Extrait du film "The Voices". YouTube/Broken Matt Hardy

Rouleau de papier toilette déchiqueté en mille morceaux, séances de bonds et de course effrénée à 3 heure du matin ou encore chasse obsessionnelle des mouches au risque de vous sauter au visage, les chats font parfois des choses qui peuvent nous rendre fous. Mais un cas clinique surprenant aux Etats-Unis, dévoilé dans la revue "Journal of Central Nervous System" et repéré par Sciences & Avenir, nous montre que nos charmants animaux de compagnie peuvent littéralement nous faire perdre la raison. L'article rapporte en effet qu'un adolescent âgé de 14 ans a souffert d'une schizophrénie infectieuse — avec des psychoses (il pensait être "un fils damné du diable"), un état dépressif et suicidaire, de la confusion et de l'agitation — causée par une bactérie transmise par un chat.

La bactérie en question s'appelle "Bartonella henselae" et se transmet généralement à l'homme par une griffure ou une morsure d'un chat. Elle peut provoquer des infections difficiles à diagnostiquer — c'est le moins que l'on puisse dire puisque l'adolescent a été vu par une quinzaine de médecins pendant 18 mois, avant d'obtenir un bon diagnostic début 2017. Le patient vivait avec sa famille dans une maison avec jardin avec de nombreux animaux dont un chien, un gecko, un mille-pattes géant africain et plusieurs chats et "avait subi des morsures et des égratignures de chat peu avant l'apparition de la maladie", rapporte l'étude. 
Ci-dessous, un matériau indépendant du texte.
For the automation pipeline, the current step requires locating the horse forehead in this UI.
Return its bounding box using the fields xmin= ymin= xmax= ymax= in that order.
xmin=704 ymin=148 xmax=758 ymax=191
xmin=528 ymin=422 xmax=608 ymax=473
"C'est un cas clinique édifiant", a déclaré le Dr Guillaume Fond, psychiatre aux Hôpitaux de Marseille et responsable au Centre expert schizophrénie et dépression résistante, à Sciences & Avenir. "Bartonella hensalae est en effet une bactérie présente dans le sang des chats et en particulier des chatons transmissible par morsure ou griffure. Ce cas est paradigmatique des psychoses d'origine infectieuse. Il montre que les médecins doivent systématiquement penser à cette piste en cas de nouveau cas de schizophrénie, ce qui est encore trop peu exploré à ce jour." Le psychiatre a précisé que son équipe a par ailleurs "démontré l'association de la schizophrénie avec un autre germe trouvé chez le chat, le parasite Toxoplasma gondii."

Dans "Journal of Central Nervous System", Ed Breitschwerdt, professeur émérite de médecine interne à l'université d'État de Caroline du Nord et principal auteur de ce cas clinique étonnant, a estimé qu'"en plus de laisser penser que l'infection à Bartonella elle-même pourrait contribuer à des troubles neuropsychiatriques progressifs comme la schizophrénie, ce cas soulève la question de la fréquence à laquelle l'infection peut être associée à des troubles psychiatriques en général."

Et aujourd'hui, très peu d'études existent encore sur le sujet. "Les chercheurs commencent à examiner des choses comme le rôle de l’infection dans la maladie d'Alzheimer, par exemple. Au-delà de ce cas, il y a beaucoup de tentatives pour comprendre le rôle potentiel des infections virales et bactériennes dans ces maladies médicalement complexes. Ce cas clinique nous donne la preuve qu'il peut y avoir un lien et offre la possibilité de mener des recherches à l'avenir."

Admis dans un hôpital local d'un Etat de l'ouest des Etats-Unis en janvier 2017, l'adolescent a reçu des antibiotiques après avoir été diagnostiqué d'une schizophrénie infectieuse provoquée par la bactérie Bartonella henselae et la fréquence des psychoses a ainsi diminué. En novembre 2017, les psychoses ont disparu, ainsi que les pulsions suicidaires et meurtrières et le garçon a pu rentrer chez lui.